Friday, August 2, 2013

Customer (dis)service

Remember the days when customer service was an important part of any business?  When something went wrong, the company would go out of their way to make things better.  I remember entering the workforce and always hearing "The customer is always right."  At that time, I worked at a fast food joint.  It was drummed in to me that even if the customer was wrong, it was my job to make it right.

What has happened to our society?  It seems that not only are customers disinterested, but also lazy.  It has become cool to blame the customer for even the most egregious of sins committed by the company itself.

In recent years, I have had experiences with companies that just didn't return phone calls.  (Don't they need business?) Companies where employees simply flat out LIE about their products.  My most recent experience was with a non-profit.  It's not a traditional non-profit, such as a charity.  This particular organization is more of a group of individuals that gather together to educate others.

For my dog friends, it is very similar to a dog training club.  For those who don't know, the dog training clubs were started so that individuals had a place to train their own dogs for things such as competitive obedience. It was soon realized that simply exist in and among themselves, there is not enough money to cover the expenses so the organization must branch out.  In the case of the dog training club, it becomes necessary to invite the general public.  The members of the club help train John Q public in the basics--come, sit, stay-- and the influx of money helps pay for wonderful things like new equipment, rent on the building, and hopefully air conditioning.

The end result is that the dog club then must think and function like a business.  It must provide the classes and services that its "customers" (the general public) wants and can use.  When it does so it thrives, when it doesn't it dies. The members will tell you that all they want is a place to train their own dogs!  I understand, I've been there.  But that isn't how it works in the real world.

The particular organization (we'll call it "Group X) is dying a slow and painful death.  The ones in charge have not yet realized how much they rely on those outside the "golden circle" if they wish to survive.  I find this sad, because it's a great organization.  It has lots to offer a community, and my early involvement with them was a wonderful experience.

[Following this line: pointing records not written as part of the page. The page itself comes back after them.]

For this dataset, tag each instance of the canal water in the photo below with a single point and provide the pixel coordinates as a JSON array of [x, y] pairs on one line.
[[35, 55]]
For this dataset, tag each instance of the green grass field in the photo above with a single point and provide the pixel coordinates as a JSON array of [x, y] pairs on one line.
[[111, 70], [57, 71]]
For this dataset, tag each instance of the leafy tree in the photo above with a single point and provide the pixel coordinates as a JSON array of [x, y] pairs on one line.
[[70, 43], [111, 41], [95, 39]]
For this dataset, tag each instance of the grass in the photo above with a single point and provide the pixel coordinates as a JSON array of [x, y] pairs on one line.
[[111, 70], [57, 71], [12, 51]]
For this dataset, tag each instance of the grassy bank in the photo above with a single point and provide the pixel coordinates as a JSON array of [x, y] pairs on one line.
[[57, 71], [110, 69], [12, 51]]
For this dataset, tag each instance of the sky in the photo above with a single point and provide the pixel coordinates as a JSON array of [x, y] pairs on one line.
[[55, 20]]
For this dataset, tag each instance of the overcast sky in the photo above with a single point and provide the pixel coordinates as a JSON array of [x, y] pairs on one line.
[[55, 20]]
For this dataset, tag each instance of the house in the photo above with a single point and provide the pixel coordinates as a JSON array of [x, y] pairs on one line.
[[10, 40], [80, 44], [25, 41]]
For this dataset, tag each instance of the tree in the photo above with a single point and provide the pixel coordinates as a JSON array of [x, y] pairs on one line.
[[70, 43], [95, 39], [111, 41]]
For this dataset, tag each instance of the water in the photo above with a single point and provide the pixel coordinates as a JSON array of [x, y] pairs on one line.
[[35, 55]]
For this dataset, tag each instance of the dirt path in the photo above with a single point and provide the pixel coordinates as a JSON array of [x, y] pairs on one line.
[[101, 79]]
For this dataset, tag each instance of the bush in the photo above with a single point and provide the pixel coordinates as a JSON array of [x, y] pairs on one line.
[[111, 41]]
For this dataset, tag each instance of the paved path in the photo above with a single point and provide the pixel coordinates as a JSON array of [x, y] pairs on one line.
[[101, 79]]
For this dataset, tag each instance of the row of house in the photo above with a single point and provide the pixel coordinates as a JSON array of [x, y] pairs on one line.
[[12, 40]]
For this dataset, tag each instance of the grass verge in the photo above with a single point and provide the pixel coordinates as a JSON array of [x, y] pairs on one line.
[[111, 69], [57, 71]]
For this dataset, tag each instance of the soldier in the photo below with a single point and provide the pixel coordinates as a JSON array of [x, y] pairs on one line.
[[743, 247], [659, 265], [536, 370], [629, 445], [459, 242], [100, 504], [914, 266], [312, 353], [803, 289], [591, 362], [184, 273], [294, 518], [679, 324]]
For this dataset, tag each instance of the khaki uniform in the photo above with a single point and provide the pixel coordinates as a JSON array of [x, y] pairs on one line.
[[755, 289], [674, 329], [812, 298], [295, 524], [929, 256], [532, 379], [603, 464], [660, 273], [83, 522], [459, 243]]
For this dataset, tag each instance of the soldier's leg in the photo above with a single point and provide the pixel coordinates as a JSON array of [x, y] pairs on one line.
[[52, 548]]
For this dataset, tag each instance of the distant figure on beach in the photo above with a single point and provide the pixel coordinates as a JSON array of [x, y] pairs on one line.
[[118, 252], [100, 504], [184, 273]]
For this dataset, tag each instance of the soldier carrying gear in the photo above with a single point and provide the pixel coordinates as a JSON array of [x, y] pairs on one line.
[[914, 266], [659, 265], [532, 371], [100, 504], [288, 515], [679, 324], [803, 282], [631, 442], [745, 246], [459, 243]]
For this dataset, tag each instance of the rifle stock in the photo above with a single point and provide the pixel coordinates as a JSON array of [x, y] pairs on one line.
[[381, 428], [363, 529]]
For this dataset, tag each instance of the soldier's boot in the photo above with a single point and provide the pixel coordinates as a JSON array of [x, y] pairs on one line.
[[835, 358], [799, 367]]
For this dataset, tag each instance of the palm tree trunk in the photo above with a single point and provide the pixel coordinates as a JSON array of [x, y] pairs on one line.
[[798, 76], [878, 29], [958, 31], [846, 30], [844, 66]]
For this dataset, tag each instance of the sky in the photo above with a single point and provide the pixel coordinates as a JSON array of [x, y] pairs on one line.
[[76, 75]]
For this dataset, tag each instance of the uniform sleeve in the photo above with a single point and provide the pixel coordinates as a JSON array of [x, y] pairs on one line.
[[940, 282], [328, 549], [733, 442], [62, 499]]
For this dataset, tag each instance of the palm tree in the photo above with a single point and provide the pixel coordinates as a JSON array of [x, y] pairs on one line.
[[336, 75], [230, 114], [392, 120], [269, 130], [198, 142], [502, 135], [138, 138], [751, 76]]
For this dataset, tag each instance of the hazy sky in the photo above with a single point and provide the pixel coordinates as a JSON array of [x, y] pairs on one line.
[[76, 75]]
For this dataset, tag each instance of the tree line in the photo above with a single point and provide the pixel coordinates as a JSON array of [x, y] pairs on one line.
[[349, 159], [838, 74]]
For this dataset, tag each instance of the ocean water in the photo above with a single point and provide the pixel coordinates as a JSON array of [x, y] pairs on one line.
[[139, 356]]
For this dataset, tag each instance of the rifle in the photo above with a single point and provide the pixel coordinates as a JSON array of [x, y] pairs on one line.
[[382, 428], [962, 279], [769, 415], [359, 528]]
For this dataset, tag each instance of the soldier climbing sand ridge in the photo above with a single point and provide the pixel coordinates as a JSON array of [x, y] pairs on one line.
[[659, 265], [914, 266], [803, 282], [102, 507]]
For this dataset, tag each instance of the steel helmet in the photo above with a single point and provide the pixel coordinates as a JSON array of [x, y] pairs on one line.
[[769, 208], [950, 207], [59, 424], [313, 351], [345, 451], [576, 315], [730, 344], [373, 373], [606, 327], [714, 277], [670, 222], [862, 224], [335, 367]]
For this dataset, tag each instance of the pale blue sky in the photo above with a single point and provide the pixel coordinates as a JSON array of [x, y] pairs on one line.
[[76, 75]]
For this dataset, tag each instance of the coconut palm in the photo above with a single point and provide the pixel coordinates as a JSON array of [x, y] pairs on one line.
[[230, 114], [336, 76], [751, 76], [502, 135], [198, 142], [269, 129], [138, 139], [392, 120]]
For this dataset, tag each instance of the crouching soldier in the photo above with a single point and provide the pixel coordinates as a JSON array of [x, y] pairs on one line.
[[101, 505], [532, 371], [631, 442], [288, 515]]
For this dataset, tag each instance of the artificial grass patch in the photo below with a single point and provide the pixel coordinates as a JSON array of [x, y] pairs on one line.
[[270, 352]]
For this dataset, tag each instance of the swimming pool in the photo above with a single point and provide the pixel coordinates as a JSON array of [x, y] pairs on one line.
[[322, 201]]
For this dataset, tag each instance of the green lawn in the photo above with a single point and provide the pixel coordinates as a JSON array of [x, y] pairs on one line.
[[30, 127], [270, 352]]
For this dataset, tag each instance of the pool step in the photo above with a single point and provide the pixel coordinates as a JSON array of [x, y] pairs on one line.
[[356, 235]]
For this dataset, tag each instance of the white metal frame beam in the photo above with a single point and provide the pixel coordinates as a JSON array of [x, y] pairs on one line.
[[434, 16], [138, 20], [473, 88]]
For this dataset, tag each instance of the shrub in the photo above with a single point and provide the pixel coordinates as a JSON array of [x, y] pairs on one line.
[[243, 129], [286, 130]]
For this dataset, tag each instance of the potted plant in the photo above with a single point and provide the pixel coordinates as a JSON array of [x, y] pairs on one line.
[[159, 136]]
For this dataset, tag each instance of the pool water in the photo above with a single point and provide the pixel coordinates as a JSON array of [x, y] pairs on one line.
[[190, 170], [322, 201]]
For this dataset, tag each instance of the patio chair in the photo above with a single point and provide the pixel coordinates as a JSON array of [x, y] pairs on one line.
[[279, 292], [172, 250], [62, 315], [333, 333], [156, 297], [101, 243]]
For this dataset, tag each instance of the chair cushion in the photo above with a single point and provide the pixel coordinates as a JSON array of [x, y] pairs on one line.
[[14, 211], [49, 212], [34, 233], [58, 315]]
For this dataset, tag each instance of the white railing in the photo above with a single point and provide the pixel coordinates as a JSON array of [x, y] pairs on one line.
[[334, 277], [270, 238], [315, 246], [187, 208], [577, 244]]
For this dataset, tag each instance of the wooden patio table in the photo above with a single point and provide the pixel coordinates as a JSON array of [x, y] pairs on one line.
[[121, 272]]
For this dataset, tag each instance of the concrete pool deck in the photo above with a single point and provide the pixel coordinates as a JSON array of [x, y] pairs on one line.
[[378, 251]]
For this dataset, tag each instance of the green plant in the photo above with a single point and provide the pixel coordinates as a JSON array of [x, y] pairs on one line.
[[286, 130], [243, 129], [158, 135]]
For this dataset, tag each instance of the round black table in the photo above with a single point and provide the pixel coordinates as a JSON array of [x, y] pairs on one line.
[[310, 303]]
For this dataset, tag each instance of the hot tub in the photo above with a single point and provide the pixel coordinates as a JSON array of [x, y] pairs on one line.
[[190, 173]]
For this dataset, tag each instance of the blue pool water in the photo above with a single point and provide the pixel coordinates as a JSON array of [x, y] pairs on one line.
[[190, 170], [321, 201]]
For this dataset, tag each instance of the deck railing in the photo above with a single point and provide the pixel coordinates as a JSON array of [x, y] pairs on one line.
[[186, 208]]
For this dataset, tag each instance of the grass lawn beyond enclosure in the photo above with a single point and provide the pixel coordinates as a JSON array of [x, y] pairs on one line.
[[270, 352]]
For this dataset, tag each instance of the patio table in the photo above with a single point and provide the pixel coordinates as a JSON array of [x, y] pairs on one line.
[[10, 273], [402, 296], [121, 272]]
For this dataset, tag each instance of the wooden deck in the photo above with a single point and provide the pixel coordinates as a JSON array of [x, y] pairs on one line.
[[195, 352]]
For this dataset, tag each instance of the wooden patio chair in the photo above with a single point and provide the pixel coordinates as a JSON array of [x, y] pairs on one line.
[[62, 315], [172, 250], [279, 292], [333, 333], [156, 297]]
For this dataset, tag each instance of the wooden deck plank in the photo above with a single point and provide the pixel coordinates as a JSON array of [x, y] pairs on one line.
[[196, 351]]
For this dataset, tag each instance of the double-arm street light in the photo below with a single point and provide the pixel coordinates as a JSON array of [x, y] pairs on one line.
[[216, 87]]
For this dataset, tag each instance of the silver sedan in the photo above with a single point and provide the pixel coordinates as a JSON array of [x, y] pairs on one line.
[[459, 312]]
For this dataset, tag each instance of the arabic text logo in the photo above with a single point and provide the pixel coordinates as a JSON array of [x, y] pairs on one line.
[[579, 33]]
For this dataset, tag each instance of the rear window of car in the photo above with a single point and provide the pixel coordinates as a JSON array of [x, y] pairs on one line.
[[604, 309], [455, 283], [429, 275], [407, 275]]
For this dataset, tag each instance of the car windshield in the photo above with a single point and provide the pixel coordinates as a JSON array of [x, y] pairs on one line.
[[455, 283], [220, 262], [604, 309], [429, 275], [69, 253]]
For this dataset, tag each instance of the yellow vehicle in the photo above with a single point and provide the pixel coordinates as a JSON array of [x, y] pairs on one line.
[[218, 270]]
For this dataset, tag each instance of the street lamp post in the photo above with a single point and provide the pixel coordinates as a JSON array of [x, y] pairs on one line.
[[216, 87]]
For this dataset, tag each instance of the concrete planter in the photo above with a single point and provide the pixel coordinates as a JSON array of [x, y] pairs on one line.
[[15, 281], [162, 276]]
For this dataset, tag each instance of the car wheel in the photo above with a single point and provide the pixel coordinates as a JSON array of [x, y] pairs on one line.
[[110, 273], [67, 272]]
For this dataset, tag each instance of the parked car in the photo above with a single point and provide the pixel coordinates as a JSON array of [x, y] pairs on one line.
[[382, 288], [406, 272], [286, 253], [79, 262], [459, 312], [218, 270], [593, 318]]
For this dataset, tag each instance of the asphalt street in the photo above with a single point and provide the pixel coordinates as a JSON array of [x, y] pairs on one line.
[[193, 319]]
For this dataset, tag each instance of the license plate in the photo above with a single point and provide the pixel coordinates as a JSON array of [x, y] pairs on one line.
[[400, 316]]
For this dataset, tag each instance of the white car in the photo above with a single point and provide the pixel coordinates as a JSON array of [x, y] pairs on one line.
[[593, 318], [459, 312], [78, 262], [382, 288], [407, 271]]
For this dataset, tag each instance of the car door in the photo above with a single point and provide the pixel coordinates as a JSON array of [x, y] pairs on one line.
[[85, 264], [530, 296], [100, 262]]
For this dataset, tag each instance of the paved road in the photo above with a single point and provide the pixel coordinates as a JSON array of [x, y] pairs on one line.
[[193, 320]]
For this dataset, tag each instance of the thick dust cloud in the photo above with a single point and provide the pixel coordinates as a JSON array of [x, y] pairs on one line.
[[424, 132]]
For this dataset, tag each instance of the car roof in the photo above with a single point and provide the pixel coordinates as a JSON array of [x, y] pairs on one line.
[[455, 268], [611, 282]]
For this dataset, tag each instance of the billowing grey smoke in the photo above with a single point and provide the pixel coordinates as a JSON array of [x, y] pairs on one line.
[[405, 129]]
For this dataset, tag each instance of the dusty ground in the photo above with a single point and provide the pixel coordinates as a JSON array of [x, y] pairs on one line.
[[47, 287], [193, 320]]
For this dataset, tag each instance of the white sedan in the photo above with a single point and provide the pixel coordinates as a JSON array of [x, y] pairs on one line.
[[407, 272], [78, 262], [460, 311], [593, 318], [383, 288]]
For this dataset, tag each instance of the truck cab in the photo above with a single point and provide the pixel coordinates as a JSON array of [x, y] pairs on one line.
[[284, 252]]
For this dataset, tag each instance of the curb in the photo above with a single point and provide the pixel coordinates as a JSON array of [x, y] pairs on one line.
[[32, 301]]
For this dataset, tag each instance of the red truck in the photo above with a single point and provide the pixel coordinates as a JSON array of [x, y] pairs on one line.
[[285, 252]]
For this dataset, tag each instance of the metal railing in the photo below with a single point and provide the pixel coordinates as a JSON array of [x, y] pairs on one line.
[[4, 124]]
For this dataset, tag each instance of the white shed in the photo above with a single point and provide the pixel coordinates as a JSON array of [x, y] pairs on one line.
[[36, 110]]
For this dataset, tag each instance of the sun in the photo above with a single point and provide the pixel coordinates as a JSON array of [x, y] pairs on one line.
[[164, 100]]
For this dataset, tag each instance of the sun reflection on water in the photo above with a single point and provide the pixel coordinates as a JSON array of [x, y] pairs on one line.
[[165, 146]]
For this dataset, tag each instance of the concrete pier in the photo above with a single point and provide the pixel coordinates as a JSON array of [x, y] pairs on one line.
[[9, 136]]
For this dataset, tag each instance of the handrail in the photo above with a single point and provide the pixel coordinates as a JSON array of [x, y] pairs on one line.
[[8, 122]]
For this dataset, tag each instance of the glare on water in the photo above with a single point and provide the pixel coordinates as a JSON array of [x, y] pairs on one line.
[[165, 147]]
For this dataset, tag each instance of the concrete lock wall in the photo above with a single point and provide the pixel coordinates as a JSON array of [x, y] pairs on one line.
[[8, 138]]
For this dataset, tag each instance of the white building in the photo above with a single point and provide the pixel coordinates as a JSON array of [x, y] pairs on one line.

Unfortunately, there has been a "power shift" at the top.  This change has not had a positive influence on the group.  My recent experiences with Group X has been increasingly frustrating.  The services promised have not been delivered, and Group X is becoming simply a shell with it's name on the outside--a hollow promise to the community.  When things go wrong (which seems to be more and more often these days)- the new person in charge becomes first defensive, and then condescending.  Customer service, to Group X, is non-existent.  I was told "we don't work like that."  And that, Group X, is why you are failing financially.  In order to survive, especially in this economy, you must THINK like a business.  If you continue to run off your customers, you will be left with nothing.  And in the end, it will be the community that loses.